A new employee will be nervous about what to do and what the expectations are for them so ensuring a smooth first day is critical in the integration process. Katie Morell writes about onboarding new employees and what to do before, during and after the new hire's first day.
On the First Day
Complete paperwork. The minute the new hire walks in the door, Meyer recommends going over the employee manual and finishing any necessary paperwork.
Meet with mentor. After the paperwork is finished, usher them into a conference room or out to lunch to meet with their mentor. Leave the room and let them talk amongst themselves, Meyer suggests.
Execute one-on-one meetings with team members. Organize 15-minute meetings with each person in the company, she adds. This works best with small companies of less than 20 people (Digital Talent Agents employs around 15 people). Instruct team members to explain what they do and how it relates to the new employee’s position. “Our new hires tell us that this is their favorite part of their first day because it gives them a basic understanding of what is going on from all parts of the company,” says Meyer.
Take them to lunch or coffee. Continue the meeting theme by personally taking them to a one-on-one lunch. If this is impossible on the first day, slot it in for the first week or 10 days.
Give them something to do. New hires are eager to contribute as soon as possible, says Regan.
“People feel horrible when they are just sitting around, not sure what to do,” he notes. “We try to get them working on something, even if it is something small, as quickly as possible.”

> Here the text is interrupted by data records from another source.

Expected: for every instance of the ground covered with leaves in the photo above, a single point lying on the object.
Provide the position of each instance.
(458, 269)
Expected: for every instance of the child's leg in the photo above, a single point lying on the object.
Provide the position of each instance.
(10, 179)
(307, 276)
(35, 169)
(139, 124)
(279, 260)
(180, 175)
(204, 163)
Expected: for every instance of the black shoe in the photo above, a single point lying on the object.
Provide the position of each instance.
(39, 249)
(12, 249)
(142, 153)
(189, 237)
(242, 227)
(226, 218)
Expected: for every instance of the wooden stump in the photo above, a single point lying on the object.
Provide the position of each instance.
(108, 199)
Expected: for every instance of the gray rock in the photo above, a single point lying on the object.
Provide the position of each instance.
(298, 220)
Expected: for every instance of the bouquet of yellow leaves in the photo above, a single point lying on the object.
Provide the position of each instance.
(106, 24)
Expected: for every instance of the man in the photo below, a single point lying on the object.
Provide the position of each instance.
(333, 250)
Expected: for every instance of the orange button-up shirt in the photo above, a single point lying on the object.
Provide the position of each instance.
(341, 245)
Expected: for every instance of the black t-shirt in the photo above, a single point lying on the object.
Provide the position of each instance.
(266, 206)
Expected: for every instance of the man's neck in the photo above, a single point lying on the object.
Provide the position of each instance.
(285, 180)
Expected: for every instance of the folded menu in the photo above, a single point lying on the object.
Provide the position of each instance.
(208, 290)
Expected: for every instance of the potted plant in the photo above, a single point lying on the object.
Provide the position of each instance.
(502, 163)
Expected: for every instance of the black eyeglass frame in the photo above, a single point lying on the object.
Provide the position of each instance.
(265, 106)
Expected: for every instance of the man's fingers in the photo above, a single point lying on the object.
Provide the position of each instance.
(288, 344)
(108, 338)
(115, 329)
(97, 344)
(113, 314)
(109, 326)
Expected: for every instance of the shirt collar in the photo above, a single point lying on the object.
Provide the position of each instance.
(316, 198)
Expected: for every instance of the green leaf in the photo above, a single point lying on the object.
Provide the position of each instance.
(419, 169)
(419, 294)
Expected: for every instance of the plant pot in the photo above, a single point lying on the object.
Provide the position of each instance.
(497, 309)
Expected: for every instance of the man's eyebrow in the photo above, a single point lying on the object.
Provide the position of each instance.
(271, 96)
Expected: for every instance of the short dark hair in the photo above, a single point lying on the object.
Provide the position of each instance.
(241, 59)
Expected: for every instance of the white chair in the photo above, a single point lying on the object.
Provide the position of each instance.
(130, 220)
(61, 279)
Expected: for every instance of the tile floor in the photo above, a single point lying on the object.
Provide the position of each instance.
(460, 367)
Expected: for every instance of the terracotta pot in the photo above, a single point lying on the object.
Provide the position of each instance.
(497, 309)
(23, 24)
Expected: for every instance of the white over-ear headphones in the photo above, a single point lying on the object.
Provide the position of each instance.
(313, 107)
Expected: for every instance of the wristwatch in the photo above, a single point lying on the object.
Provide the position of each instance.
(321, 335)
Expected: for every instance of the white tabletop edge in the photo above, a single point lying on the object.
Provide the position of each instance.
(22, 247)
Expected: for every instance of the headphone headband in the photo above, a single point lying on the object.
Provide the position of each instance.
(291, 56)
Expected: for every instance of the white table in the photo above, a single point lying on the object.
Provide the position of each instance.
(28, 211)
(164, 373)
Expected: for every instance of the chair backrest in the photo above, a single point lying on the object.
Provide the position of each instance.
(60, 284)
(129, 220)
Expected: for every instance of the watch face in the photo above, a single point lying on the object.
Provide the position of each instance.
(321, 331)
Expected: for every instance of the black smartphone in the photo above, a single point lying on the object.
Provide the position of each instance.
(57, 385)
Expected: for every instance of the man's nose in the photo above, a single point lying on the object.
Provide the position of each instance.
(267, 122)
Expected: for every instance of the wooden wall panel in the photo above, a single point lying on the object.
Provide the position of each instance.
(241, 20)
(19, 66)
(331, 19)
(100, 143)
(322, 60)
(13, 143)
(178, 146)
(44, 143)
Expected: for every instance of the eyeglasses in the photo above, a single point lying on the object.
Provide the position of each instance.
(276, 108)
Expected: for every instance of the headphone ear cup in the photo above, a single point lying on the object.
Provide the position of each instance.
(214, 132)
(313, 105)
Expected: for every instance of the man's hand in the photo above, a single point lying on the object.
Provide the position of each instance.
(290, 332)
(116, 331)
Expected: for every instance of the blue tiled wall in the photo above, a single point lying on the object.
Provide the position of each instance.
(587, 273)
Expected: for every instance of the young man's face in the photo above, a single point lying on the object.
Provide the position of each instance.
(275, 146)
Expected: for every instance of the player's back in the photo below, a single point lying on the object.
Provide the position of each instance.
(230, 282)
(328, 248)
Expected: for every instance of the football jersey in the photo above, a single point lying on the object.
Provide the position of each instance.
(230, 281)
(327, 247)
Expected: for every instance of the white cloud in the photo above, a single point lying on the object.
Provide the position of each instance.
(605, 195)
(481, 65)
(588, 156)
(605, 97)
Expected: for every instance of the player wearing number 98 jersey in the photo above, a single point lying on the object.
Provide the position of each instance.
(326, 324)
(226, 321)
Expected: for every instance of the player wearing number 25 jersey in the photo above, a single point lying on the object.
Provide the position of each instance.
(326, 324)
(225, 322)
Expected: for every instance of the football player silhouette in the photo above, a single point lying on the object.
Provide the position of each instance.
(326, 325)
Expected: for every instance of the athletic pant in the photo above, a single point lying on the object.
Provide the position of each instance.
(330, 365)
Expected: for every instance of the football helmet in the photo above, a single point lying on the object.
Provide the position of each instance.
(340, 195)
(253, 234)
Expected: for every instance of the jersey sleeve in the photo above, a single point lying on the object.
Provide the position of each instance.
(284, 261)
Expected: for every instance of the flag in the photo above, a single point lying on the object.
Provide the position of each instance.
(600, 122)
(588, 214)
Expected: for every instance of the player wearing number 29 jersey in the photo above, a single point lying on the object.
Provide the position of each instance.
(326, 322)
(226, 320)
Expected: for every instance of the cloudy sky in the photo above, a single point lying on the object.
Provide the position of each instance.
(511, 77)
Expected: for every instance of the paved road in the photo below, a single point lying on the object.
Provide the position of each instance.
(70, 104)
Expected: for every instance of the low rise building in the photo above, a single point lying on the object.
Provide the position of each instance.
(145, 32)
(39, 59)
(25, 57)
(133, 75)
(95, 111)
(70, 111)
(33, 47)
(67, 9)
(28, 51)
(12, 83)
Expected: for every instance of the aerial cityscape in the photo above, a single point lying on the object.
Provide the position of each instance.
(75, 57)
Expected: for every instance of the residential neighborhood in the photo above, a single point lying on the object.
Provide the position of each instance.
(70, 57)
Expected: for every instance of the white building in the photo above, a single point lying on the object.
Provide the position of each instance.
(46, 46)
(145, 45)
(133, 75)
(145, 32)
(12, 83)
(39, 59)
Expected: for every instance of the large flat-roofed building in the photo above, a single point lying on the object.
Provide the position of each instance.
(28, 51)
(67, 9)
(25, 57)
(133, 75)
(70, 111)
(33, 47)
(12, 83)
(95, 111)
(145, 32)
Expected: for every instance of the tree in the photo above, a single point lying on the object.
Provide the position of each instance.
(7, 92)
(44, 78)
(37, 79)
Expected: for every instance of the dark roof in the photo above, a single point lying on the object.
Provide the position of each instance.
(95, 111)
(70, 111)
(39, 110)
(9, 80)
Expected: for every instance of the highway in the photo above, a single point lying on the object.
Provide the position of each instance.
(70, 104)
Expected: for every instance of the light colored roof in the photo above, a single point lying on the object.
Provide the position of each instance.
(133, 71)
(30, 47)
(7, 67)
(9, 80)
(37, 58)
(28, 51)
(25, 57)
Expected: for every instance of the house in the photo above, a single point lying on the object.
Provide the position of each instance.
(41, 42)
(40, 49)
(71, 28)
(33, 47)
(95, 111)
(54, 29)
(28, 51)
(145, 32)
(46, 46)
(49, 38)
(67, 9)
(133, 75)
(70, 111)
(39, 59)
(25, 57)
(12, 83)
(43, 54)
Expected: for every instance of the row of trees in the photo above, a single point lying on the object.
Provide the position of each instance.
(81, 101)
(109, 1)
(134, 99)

…More at The Essential Onboarding Checklist
Everyone hates paperwork so it is best to get that out of the way first. Nothing helps a new team member more than getting some one-on-one face time with their new team. Allowing a new hire to forge connections with their new team is invaluable for leaders seeking to develop strong teams. The best thing that a new hire can do is work. Often times new hires are very excited on their first day and will relish any task given to them so leaders need to ensure that some project is planned so they don't languish and waste all that energy.